La mirada que Daniel le dirigía por encima de la mano era desafiante y atrevida. «Muéstrame quién eres», decía.
Se suponía que eso lo debía estar pensando ella. A pesar de que todo el mundo consideraba que Violette Bastien poseía un verdadero talento como médium y espiritista, ella sabía que su don real era que sabía leer a las personas.
Tras estudiar a un hombre durante unos momentos, comprendía qué era lo que este amaba y odiaba; lo que deseaba con todo su corazón y lo que haría para obtenerlo. Había aprendido aquello de Jacobi en los barrios bajos de París, y había sido su mejor alumna.
Pero no era capaz de leer al señor Mackenzie. Él no dejaba caer sus barreras, no permitía que nadie las traspasara con facilidad. Sin embargo, cuando lo hacía…
Cuando lo hacía, el mundo se abría.
Arrancó su mano de la de él y miró a los demás.
—Por favor, caballeros —invitó, esforzándose en mantener la voz calmada.
Se movió para sentarse y notó la mano de Daniel Mackenzie en el respaldo de la silla. Se acomodó en el asiento, sin mirarle, mientras intentaba ignorar el calor que emitía su cuerpo a través del abrigo abierto al rozarle el hombro. Jadeó de nuevo cuando Daniel movió su silla sin esfuerzo. Tal despliegue de fuerza la enervaba.
Agitada, apoyó las manos extendidas sobre la mesa, usando la frialdad de la superficie para tranquilizarse.
Necesitaba mostrar una apariencia totalmente serena, dulce como el azúcar y servicial.
Por dentro, no obstante, estaba en plena efervescencia.
«Odio esto, odio esto… ¿Por qué demonios no nos dejan en paz?».
Lanzó a los demás una mirada embaucadora.
—¿Pueden darme, caballeros, un momento para prepararme?
Los hombres se mostraron de acuerdo sin discusión.
Muchos de ellos habían visitado antes la casa, habitualmente como invitados de Mortimer, pero en algunas ocasiones habían regresado para realizar consultas privadas con ella y su madre.

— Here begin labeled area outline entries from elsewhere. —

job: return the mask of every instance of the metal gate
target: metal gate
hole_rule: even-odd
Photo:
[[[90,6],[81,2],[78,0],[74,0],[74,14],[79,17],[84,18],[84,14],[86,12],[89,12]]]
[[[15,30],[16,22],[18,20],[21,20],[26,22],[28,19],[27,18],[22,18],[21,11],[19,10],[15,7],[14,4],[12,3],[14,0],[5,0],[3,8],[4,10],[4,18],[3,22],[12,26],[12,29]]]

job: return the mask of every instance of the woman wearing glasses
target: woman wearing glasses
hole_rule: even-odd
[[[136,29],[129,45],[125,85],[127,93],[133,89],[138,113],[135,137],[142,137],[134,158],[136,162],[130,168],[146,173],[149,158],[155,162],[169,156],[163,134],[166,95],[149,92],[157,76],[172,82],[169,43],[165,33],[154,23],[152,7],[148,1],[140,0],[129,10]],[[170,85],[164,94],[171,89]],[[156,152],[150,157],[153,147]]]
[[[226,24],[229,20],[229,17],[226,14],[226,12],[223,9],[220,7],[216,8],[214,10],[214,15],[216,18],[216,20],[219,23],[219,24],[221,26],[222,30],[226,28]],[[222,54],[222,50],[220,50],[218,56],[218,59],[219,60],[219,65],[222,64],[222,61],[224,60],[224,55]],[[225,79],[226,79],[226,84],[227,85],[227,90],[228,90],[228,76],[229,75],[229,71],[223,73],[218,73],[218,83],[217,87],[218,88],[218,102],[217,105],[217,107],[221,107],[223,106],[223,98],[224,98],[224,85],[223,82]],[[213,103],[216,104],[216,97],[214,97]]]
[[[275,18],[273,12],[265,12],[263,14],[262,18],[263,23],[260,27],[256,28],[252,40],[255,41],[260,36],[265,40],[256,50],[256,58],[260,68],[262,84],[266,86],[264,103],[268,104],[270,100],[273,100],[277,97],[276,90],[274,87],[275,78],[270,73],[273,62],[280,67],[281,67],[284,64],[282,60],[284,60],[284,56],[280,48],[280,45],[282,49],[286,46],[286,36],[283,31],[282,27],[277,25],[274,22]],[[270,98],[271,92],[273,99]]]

El señor Mackenzie se sentó a su lado y la miró.
—¿Prepararse para qué?
Fue el señor Ellingham, uno de los amigos de Mortimer, quien respondió.
—Para ponerse en contacto con el Otro Lado.
Daniel no apartó la mirada de ella.
—¿Con el Otro Lado de qué? ¿De la estancia?
—Con el
éter
—explicó Ellingham con impaciencia—. Ella es espiritista, hombre. ¿No lo sabía?
Madame y mademoiselle Bastien son las médiums más famosas de Londres.